If the Abbott co-payment plan is introduced, at some point there will have to be another test case similar to this one, as it will be the only way to protect patients from soaring gaps and preserve the integrity of the Medicare scheme. But this time, when the doctors’ defence is ‘I didn’t know, I thought it was now legal to bulk bill and charge gaps of $7 or more’ the Governments’ work will be harder.
There is now judicial comment that the language of the Act is confusing and there is no satisfactory interpretation of it (meaning the MBS), doctors do not read the Act anyway (nor would we expect them to), the MBS is often inconsistent with the Act, the new co-payment instructions in the MBS will require considerable detail which doctors are unlikely to read, and the printed version will not be found on the doctors’ desk this time as hard copy distribution ceased years ago. So when this comes around again, the Crown Prosecutors will have their work cut out in trying to disprove the no doubt incredulous doctor, and establishing their case beyond a reasonable doubt.

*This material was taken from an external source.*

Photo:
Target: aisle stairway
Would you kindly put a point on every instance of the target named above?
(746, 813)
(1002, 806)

But criminal consequences aside, there remains the constitutional question. Is it possible that the manner in which the Government plans to effectively reduced GP incomes by up to 30% could render the entire scheme constitutionally invalid?
In 1949 when the High Court first considered the issue it had this to say:
“To require a person to do something which he may lawfully decline to do but only at the sacrifice of the whole or a substantial part of the means of his livelihood would, I think, be to subject him to practical compulsion amounting to conscription in the case of services required by Parliament to be rendered to the people. If Parliament cannot lawfully do this directly by legal means it cannot lawfully do it indirectly by creating a situation, as distinct from merely taking advantage of one, in which the individual is left no real choice but compliance.”

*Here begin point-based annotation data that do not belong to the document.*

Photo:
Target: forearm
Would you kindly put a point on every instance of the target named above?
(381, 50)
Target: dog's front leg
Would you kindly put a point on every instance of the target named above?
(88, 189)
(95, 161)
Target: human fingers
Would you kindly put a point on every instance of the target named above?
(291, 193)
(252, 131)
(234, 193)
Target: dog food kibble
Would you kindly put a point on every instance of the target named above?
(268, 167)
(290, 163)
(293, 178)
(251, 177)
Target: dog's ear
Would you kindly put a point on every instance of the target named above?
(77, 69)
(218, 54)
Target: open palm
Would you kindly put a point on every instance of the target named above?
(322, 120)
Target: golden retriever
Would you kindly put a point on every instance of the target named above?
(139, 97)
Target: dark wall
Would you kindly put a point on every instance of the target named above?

More recently the High Court has accepted that practical compulsion is sufficient to impinge the constitutional guarantee and Justice Kirby commented that the civil conscription caveat was designed to impose a check on excessive bureaucratic intrusion into the private contractual relationship between doctors and patients.
Whether the current co-payment plan, if implemented, intrudes impermissibly into the doctor patient relationship will ultimately be a matter for constitutional lawyers. But it wouldn’t be a very good start if all that money being put aside for the Medical Research Future Fund, was instead spent defending a High Court challenge.